Si fuera hombre, sobornable y de ética liviana, y tuviera una tarjeta opaca me la habría fundido en asadores, marisquerías, hoteles de lujo, gasolina y vino. O sea, putas y varios. Tal parece ser el patrón de gasto de estos señores consejeros que nunca preguntaron, al parecer, por ese sobresueldo de plástico que les daba una caja en apuros y que gastaron con bastante poca imaginación, según se deduce de las listas que se han publicado.

Anoche en Hora 25 una atónita Angels Barceló forcejeaba con Arturo Fernández, de la CEIM, sobre si había “dimitido” o “cesado”. El atribulado señor, que será muy empresario pero no sabe construir una frase sin interjecciones ni patadas al diccionario, insistía en que no había dimitido porque dimitir era “irse por la puerta pequeña”. Y él, parece, se ha ido por la grande, “escandalizado” por el asunto de las tarjetas.

¿Cómo se escandaliza si usted se ha gastado ese dinero sin problemas? lanzaba la sagaz periodista. Y él que ni sí ni no, que si “alucinaba en colores” (tal cual lo dijo), que si entre los consejeros había ex ministros y gente “muy preparada” que tampoco había sospechado sobre la no tributación de esas prebendas. El pobre Arturo, sin duda un ignorante, una víctima del sistema que da tarjetas y esconde la mano, no tenía escapatoria posible salvo la puerta de chiqueros, por la que salió tras quedar patente su incapacidad para defender lo indefendible.

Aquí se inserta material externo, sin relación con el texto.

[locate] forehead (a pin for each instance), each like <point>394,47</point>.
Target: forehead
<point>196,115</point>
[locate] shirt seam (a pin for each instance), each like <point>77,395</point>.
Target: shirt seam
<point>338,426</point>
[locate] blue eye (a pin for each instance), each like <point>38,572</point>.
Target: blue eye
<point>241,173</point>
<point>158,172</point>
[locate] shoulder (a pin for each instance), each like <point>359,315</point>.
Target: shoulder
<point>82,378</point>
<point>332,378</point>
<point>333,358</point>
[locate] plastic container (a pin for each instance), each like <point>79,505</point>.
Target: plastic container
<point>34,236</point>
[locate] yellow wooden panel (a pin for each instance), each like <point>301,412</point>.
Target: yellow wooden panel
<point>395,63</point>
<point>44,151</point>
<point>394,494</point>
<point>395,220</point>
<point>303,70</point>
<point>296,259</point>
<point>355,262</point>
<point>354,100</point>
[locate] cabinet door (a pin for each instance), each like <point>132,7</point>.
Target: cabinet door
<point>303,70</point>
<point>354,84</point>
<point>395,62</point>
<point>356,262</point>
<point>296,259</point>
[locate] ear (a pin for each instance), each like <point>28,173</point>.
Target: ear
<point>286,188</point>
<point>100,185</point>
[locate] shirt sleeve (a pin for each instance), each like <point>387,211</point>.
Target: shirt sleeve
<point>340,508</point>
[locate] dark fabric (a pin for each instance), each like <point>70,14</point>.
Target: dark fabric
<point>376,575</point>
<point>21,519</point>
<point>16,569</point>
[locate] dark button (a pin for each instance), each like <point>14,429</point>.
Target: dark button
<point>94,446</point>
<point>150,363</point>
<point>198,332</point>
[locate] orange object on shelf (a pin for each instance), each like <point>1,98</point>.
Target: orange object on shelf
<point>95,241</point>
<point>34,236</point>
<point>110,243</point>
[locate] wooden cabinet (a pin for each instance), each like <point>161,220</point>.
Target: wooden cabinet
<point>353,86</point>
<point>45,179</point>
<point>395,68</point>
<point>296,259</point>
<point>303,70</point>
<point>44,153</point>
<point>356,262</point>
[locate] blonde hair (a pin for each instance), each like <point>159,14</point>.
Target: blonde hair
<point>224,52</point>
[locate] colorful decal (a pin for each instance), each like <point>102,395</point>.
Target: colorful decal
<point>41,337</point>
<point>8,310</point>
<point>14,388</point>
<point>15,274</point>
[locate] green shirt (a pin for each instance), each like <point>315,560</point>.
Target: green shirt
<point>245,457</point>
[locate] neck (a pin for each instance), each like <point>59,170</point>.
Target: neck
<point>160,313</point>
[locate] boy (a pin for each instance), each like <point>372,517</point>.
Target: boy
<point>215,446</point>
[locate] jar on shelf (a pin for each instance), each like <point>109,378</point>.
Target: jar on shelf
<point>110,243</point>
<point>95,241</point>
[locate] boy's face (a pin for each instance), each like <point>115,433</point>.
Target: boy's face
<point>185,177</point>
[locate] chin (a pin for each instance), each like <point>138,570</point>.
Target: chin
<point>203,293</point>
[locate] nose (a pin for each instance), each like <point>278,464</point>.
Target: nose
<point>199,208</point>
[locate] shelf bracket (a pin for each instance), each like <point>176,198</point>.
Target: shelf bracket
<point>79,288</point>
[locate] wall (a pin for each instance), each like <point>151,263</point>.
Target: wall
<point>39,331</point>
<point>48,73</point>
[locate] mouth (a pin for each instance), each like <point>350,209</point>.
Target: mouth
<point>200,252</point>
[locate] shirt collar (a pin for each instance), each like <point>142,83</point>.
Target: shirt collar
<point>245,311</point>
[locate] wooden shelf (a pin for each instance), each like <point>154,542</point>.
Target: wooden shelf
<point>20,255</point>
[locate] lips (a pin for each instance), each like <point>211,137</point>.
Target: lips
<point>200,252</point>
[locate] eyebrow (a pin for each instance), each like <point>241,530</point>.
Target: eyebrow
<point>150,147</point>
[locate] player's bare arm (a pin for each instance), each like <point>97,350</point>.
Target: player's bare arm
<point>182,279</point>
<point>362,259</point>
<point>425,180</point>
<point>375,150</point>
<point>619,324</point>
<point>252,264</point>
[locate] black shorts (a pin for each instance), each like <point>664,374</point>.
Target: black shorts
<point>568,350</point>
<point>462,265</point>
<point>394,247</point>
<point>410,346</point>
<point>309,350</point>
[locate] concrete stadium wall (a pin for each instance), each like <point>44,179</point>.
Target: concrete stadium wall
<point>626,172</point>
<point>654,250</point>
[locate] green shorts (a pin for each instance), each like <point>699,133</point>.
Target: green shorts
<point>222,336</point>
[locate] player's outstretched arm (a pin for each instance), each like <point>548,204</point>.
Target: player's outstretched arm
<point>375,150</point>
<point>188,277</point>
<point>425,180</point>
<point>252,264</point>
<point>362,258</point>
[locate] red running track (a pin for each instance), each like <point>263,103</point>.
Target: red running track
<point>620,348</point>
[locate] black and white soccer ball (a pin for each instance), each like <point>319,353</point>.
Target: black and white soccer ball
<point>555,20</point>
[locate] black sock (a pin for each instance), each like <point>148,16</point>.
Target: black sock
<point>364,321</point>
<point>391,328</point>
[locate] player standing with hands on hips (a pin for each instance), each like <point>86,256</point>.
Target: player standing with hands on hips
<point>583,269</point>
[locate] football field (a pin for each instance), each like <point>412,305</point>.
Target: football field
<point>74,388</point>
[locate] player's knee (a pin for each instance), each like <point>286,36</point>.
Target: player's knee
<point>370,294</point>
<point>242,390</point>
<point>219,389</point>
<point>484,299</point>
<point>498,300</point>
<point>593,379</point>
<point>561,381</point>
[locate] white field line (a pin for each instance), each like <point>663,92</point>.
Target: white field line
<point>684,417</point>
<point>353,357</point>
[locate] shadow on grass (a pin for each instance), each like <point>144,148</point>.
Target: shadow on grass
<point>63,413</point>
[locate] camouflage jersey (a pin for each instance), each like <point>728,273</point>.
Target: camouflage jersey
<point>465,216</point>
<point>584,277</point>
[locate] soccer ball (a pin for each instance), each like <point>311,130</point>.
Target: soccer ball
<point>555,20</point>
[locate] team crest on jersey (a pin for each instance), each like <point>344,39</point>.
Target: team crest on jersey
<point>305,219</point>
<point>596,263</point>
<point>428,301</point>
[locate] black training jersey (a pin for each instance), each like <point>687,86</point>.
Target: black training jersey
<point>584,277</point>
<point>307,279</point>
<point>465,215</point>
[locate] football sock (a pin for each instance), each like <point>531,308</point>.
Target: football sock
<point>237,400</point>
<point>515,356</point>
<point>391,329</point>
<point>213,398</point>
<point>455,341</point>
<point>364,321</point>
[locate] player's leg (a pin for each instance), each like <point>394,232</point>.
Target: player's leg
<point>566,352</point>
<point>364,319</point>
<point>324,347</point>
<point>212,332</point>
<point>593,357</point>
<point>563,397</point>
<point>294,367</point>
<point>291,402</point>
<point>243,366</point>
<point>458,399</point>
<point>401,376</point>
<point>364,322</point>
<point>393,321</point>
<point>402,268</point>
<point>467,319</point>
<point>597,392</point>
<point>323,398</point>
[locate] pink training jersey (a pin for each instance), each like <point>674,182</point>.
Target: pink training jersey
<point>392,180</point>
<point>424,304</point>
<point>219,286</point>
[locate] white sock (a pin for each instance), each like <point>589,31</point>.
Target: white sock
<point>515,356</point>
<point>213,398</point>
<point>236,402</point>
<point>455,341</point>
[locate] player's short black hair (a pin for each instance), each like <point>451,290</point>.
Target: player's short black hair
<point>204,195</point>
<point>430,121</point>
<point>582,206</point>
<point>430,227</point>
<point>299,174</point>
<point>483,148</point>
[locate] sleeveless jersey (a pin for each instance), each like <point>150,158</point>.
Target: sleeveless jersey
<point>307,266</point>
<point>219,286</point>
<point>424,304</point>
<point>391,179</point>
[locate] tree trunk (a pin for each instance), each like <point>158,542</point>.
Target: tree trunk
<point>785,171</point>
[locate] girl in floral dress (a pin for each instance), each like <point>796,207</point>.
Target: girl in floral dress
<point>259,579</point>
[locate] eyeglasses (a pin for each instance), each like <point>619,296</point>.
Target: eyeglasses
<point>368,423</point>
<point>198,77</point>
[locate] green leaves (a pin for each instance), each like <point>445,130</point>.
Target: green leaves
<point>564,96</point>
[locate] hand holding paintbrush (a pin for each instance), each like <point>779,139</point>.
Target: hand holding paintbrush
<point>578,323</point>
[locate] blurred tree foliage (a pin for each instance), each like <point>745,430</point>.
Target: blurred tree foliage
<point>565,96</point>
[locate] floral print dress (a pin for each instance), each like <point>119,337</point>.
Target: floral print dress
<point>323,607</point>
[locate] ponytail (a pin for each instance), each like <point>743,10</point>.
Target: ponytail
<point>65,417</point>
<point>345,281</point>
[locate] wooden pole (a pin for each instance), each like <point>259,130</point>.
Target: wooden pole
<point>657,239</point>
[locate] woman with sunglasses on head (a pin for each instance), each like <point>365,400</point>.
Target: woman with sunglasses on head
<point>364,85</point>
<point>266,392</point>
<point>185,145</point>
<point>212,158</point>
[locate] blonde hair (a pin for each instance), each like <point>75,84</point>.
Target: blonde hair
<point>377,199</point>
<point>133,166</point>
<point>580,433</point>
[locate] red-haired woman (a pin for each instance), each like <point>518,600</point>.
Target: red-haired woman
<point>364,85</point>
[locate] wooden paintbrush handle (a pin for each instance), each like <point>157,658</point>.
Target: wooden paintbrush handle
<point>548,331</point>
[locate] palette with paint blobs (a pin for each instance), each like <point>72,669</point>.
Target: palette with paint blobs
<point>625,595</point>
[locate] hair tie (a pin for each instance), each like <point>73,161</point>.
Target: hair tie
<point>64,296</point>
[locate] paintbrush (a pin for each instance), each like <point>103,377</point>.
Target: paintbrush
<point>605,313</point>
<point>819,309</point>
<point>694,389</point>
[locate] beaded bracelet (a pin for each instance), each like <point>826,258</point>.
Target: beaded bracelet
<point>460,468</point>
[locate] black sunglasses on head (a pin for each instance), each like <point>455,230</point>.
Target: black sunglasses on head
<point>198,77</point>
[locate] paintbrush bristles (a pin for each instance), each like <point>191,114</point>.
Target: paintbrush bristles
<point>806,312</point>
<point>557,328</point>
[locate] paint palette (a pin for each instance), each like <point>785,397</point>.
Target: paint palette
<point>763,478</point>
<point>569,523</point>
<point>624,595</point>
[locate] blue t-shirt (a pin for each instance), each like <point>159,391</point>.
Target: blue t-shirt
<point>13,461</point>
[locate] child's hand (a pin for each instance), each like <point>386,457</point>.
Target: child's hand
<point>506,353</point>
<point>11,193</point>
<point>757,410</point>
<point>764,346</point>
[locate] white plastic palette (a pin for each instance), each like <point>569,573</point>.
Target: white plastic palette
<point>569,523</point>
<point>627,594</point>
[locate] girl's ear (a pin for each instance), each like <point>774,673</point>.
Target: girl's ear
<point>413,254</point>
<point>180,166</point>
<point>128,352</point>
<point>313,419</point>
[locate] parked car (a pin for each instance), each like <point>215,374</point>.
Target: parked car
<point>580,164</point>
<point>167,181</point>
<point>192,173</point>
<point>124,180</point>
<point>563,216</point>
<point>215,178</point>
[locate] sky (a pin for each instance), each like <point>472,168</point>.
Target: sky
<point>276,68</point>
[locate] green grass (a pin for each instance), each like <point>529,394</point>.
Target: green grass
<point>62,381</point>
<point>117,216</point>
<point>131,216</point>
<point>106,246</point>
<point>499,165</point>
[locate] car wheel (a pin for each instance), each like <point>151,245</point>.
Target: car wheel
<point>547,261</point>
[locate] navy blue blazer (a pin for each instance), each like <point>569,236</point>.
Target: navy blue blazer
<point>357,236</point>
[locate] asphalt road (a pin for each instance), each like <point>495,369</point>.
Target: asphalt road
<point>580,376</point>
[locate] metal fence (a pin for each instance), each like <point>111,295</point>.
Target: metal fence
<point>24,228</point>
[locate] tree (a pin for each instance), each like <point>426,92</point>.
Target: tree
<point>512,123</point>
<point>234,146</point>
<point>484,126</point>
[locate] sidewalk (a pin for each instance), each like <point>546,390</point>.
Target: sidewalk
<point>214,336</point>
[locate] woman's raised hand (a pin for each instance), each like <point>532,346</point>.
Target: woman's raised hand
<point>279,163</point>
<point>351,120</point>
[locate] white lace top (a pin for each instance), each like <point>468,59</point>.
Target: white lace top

Anoche, mientras escuchaba a este tarugo indocumentado que regenta restaurantes, pensaba qué haría yo con una de esas VISAS guays, amparada por mi desconocimiento del sistema y con un cerebro efervescente para urdir planes carísimos. Por ejemplo, cerraría el Orient Express para mis amigos y familia, y haríamos un viaje inolvidable emulando el asesinado múltiple de Agatha Christie mientras un violinista triste y una exquisita orquesta de cámara amenizaban el traqueteo y sofocaban los gritos de la víctima (rol que correría por riguroso turno y compartimentos).

Arturo Fernández ¿cesa, dimite?

Además, me matricularía en una universidad norteamericana donde enseñan relato mis novelistas de cabecera, y dormiría en el campus, esa fantasía de juventud, y me enamoraría locamente del profesor más flemático y haría botellón en las noches frescas de mayo. A mi vuelta me esperarían mis abonos en el Teatro Real y en el Auditorio Nacional, toda una temporada de placer extasiado, y un entrenador personal culto y carísimo sin músculos aparentes que obraría el milagro de convertirme en una maciza sin sudar mientras me recita versos de Neruda.

Si me dieran una black card ardería Troya, lo reconozco. Y atracaría los escaparates de Louboutin y me haría con una chaqueta de Balmain y con toda la colección de empolvados de Gucci. Sin olvidarme del colgante Pantere de Cartier que me espera en la vitrina ni tampoco de un bolso Amazone de Loewe desgastado que cuente una historia trepidante en sus costuras.

Look de Balmain

Anoche, escuchando a ese señor Fernandez, pensaba en Blesa, en Rato y en esos señores tocados por la varita mágica de un sistema que daba premios sin manual de instrucciones, y en cómo hasta para gastar dinero hay que tener cierta cultura. Que a mí también me gustan el vino de añadas imposibles, los hoteles caros, el centollo en compañía, la gasolina cuando no la confundo con gasoil -esa tara- y la vida loca. Pero tengo claro que jamás habría dicho sí a una invitación de estos tiparracos perfumados que se han hecho los locos mientras alguien -la mano negra, la responsable última del caso- los tentaba fácilmente sin que ninguno “alucinara en colores” al ir al cajero y sacar un buen fajo de billetes.